Higher API function samples()
has more features. It can be used to do set operation for samples in a host.
xe = XenaHub(cohorts = "Cancer Cell Line Encyclopedia (CCLE)")
# samples in each dataset, first host
x = samples(xe, by = "datasets", how = "each")[[1]]
lengths(x) # data sets in ccle cohort on first (only) host
Find out the identifiers in a dataset
hub = "https://tcga.xenahubs.net"
dataset = "TCGA.BLCA.sampleMap/HiSeqV2"
.p_dataset_field(hub, dataset) %>% head()

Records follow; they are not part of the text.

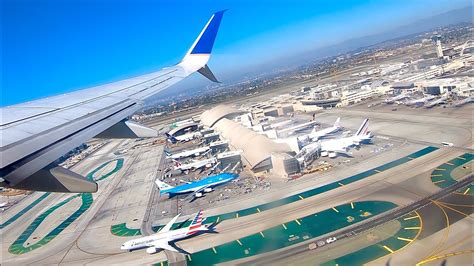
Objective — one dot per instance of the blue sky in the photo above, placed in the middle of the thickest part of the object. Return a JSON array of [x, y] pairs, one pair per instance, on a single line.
[[51, 46]]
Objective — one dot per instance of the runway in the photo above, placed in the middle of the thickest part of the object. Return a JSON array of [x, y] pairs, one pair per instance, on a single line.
[[121, 207]]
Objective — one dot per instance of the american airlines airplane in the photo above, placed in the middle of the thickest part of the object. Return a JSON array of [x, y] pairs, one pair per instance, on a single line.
[[166, 238], [187, 153], [35, 134]]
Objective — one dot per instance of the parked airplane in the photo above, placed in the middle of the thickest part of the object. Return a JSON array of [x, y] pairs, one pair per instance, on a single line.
[[36, 133], [185, 137], [318, 134], [334, 146], [187, 153], [397, 98], [442, 100], [195, 165], [198, 188], [166, 238], [294, 129], [420, 102]]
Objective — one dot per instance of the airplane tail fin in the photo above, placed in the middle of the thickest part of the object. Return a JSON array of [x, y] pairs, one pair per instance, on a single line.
[[162, 185], [364, 128], [196, 223], [176, 163], [198, 55], [168, 153]]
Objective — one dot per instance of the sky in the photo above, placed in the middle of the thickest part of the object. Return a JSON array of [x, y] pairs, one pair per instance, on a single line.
[[51, 47]]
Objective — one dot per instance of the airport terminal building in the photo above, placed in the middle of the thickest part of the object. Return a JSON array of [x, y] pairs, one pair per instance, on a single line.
[[259, 153]]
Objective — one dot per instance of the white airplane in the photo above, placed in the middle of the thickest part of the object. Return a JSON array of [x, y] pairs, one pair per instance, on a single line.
[[296, 128], [334, 146], [35, 134], [442, 100], [185, 137], [188, 153], [318, 134], [166, 238], [419, 102], [195, 164], [396, 98]]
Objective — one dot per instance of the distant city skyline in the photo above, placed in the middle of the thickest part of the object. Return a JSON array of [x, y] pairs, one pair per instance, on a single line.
[[52, 47]]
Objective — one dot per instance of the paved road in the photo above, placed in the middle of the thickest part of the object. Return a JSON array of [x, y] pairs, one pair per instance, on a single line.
[[174, 258], [366, 225]]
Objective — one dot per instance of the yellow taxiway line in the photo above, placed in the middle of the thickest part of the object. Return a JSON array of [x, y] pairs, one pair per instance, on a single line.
[[388, 249]]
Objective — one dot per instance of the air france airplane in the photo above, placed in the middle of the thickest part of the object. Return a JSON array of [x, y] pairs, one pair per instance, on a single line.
[[195, 164], [187, 153], [198, 188], [165, 238], [318, 134]]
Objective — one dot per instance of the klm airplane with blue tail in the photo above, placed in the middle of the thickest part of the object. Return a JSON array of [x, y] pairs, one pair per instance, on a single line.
[[198, 188]]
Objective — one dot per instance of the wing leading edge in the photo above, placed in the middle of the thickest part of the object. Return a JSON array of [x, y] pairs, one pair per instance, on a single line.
[[35, 134]]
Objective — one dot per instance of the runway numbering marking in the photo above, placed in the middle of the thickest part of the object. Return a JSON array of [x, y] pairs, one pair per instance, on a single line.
[[18, 246], [287, 234], [125, 231]]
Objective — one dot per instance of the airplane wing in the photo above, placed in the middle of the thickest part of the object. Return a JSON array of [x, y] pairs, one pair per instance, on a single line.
[[163, 244], [35, 134], [191, 197], [167, 227]]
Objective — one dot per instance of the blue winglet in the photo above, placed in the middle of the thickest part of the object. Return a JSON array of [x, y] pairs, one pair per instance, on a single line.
[[206, 40]]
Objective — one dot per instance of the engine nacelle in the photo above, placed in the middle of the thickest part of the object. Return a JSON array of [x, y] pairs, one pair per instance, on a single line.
[[151, 250]]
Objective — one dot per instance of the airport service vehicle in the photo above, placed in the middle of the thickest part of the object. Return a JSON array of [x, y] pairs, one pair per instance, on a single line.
[[318, 134], [166, 238], [187, 153], [194, 165], [36, 133], [185, 137], [197, 188]]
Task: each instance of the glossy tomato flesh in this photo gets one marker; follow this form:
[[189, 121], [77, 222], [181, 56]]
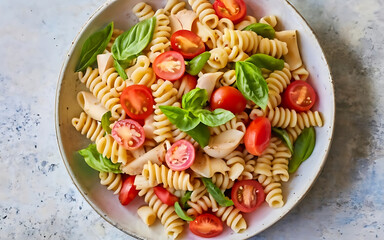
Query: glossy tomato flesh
[[228, 98], [169, 66], [188, 43], [234, 10], [128, 190], [299, 96], [206, 225], [247, 195], [165, 196], [137, 101], [257, 136], [128, 133], [180, 156]]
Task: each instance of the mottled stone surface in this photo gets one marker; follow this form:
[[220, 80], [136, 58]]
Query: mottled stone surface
[[38, 199]]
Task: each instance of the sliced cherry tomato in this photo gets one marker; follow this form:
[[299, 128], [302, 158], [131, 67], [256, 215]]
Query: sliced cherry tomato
[[234, 10], [165, 196], [228, 98], [247, 195], [206, 225], [169, 65], [180, 156], [128, 190], [188, 43], [137, 101], [299, 96], [257, 136], [128, 133]]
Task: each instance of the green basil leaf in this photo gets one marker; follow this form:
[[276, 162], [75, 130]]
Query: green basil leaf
[[96, 160], [251, 84], [94, 45], [261, 29], [197, 63], [130, 44], [283, 135], [216, 193], [265, 61], [105, 122], [180, 212], [195, 99], [201, 134], [303, 146], [182, 118], [213, 119]]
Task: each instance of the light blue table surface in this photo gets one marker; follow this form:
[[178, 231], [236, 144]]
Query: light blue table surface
[[39, 201]]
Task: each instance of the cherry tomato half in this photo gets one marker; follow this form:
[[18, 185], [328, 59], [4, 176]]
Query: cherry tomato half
[[228, 98], [206, 225], [165, 196], [247, 195], [234, 10], [128, 190], [169, 66], [188, 43], [180, 156], [128, 133], [299, 96], [137, 101], [257, 136]]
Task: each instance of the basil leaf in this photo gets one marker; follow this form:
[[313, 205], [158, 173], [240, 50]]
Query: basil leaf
[[251, 84], [180, 212], [303, 146], [197, 63], [216, 193], [105, 122], [265, 61], [96, 160], [130, 44], [195, 99], [182, 118], [201, 134], [94, 45], [261, 29], [184, 199], [213, 119], [283, 135]]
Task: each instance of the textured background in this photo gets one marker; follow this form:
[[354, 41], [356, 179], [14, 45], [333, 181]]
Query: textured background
[[38, 199]]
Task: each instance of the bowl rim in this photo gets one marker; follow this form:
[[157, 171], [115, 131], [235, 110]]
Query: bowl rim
[[85, 196]]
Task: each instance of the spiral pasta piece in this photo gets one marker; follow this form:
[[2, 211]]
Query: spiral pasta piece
[[88, 126], [172, 223], [112, 180], [179, 180]]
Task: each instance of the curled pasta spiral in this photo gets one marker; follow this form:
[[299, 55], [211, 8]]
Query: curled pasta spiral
[[112, 180], [143, 11], [172, 223], [179, 180], [88, 126], [205, 11]]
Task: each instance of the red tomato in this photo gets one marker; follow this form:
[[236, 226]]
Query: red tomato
[[188, 43], [234, 10], [257, 136], [128, 133], [169, 66], [137, 101], [247, 195], [165, 196], [228, 98], [206, 225], [128, 190], [299, 96], [180, 156]]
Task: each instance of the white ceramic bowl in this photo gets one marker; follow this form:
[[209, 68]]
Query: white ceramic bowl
[[126, 218]]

#> [1] "?|100130426" "?|100133144" "?|100134869" "?|10357" "?|10431"
#> [6] "?|136542"
Find out the number of identifiers in a dataset
hub = "https://tcga.xenahubs.net"
dataset = "TCGA.BLCA.sampleMap/HiSeqV2"
.p_dataset_field_n(hub, dataset)
#> [1] 20531
LICENSE
GPL-3
Please note, code from XenaR package under Apache 2.0 license.